Monday, May 7, 2012

The Sense God Gave a Goose










"Silly Goose!" is one of our family's favorite endearments, or insults, depending on your viewpoint, I guess. So I love the geese that live on our neighborhood lake, despite the fact that they're messy, loud, and very nearly hostile during nesting season. They've chased small children bearing bread crumbs, disturbed young romantics on spring picnics and let's not EVEN get started on the topic of, um, goose goo.








The geese tug at my heart. They only lay eggs in February and hatch a single brood a year, that shows up like clockwork each spring around May 1. Exactly May 1 this year. This spring we've got four couples sporting broods of four, four, three and two. And believe me, "strutting around" doesn't BEGIN to do justice to the daddy geese. They're alternately hilarious and alarming in their protectiveness.
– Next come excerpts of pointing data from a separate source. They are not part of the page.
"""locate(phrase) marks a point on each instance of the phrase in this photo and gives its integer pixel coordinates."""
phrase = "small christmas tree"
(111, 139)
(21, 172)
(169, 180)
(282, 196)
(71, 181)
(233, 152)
New goslings are some of God's cutest creatures, but the cute wears off mighty quick, bless their hearts. They go from gobble-them-up-with-a-spoon adorable to gangly-angsty-misfit-teen faster than my kids go through strawberry cake so I raced to the lake just after sunrise (the only time the parents feel it's safe enough to have the little darlings out in public) yesterday to try for some decent pictures of the toddlers.








I'm amazed by the littlest of things - like how those tiny feathers blend so perfectly with the grass, leaves, pinestraw and red clay of northeast Georgia. How does God do that? To each and every goose that hatches? What colors are the feathers of Canada Geese in Canada, where there's no such thing as red clay?








And the parents - well, let's just say that we don't have anything on the geese. I bet they never lost a child in the ball pit before, or forgot which kid was at the YMCA and which one was at the afterschool progam.  They hustle the little ones in and out of the water, waiting for the slowest to catch up.  They boldly stare down traffic while the babes waddle across the street - and no one in our neighborhood dares to honk to speed them up.  They share the responsibilities among all the parents - I always feel sorry for the two geese that get left with all the goslings at once while the other goose couples go off and what? Have goose cocktails?  Listen to jazz in some quiet hole in the wall?  Just grab a nap?  Who knows?

Once in while you get shown the light
In the strangest places
If you'll look at it right

Sings The Grateful Dead in Scarlet Begonias

And darn, if there isn't some light, sitting there watching the geese.  Friendship. Courage.  Commitment.  Silly, my ass.  I pray to be more like a goose.